One .NET regex match validates the format and splits the payload in a single step. The pattern reads:

If the match fails, $match.Success is $false and the script exits before any value is bound. Like the bash variant, this is pure in-process string matching: no Invoke-Expression, no subshell, no command substitution. Bytes in $payload are bytes the regex tries (and fails) to match — they cannot become PowerShell.

$number  = $match.Groups['num'].Value
$message = $match.Groups['msg'].Value

After the previous successful [regex]::Match against the ^(?<num>\+[1-9][0-9]{6,14})\s+(?<msg>.+)$ pattern, the Match object's Groups collection holds the captures. Indexing by name (['num'], ['msg']) is more durable than indexing by position because adding a non-capturing group later won't shift the indices. Reading the values is purely in-process.

if ($message -match '\p{Cc}') { ... }

\p{Cc} is the Unicode "Other, Control" category — the .NET regex equivalent of POSIX [:cntrl:]. graywolf's sanitizer already strips control characters for freeform Actions, but checking again here keeps the script self-contained.

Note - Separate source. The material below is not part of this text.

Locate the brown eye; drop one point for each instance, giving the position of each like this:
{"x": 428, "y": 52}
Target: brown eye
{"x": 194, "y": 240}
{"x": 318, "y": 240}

$form = @{ From = $env:TWILIO_FROM; To = $number; Body = $message }
Invoke-RestMethod -Method Post -Uri $uri -Headers $headers -Body $form -TimeoutSec 8

When -Body is a hashtable on a POST/PUT, Invoke-RestMethod serializes it as application/x-www-form-urlencoded and URL-encodes each value for us. Critically, this means we never construct the request body by string-concatenation — an & in $message can't smuggle extra form fields, and a " can't break out of a quoted value. This is the PowerShell counterpart of curl's --data-urlencode.

Anti-patterns to avoid in PowerShell handlers

Anti-patternAttack it enables
Invoke-Expression $payload (or iex) Re-parses the payload as PowerShell — full code injection.
cmd.exe /c "send.exe $payload" Same as eval, but with cmd's own quoting traps.
Start-Process send.exe -ArgumentList $payload (string) String form of -ArgumentList re-splits on whitespace and re-parses quotes; pass an array instead.
Invoke-RestMethod -Body "From=$from&To=$to" String concatenation: & in the value smuggles extra form fields.
Omitting Set-StrictMode Typoed variable names silently expand to $null, bypassing validation.
Invoke-RestMethod $url with $url from the payload SSRF — the payload becomes a URL the handler fetches.

Run it through PSScriptAnalyzer

Before deploying any PowerShell Action handler, run:

Invoke-ScriptAnalyzer -Path .\your-handler.ps1

PSScriptAnalyzer flags the most common PowerShell footguns — unapproved verbs, unused variables, plain-text passwords, Invoke-Expression on user input. Fix what it flags; don't disable rules.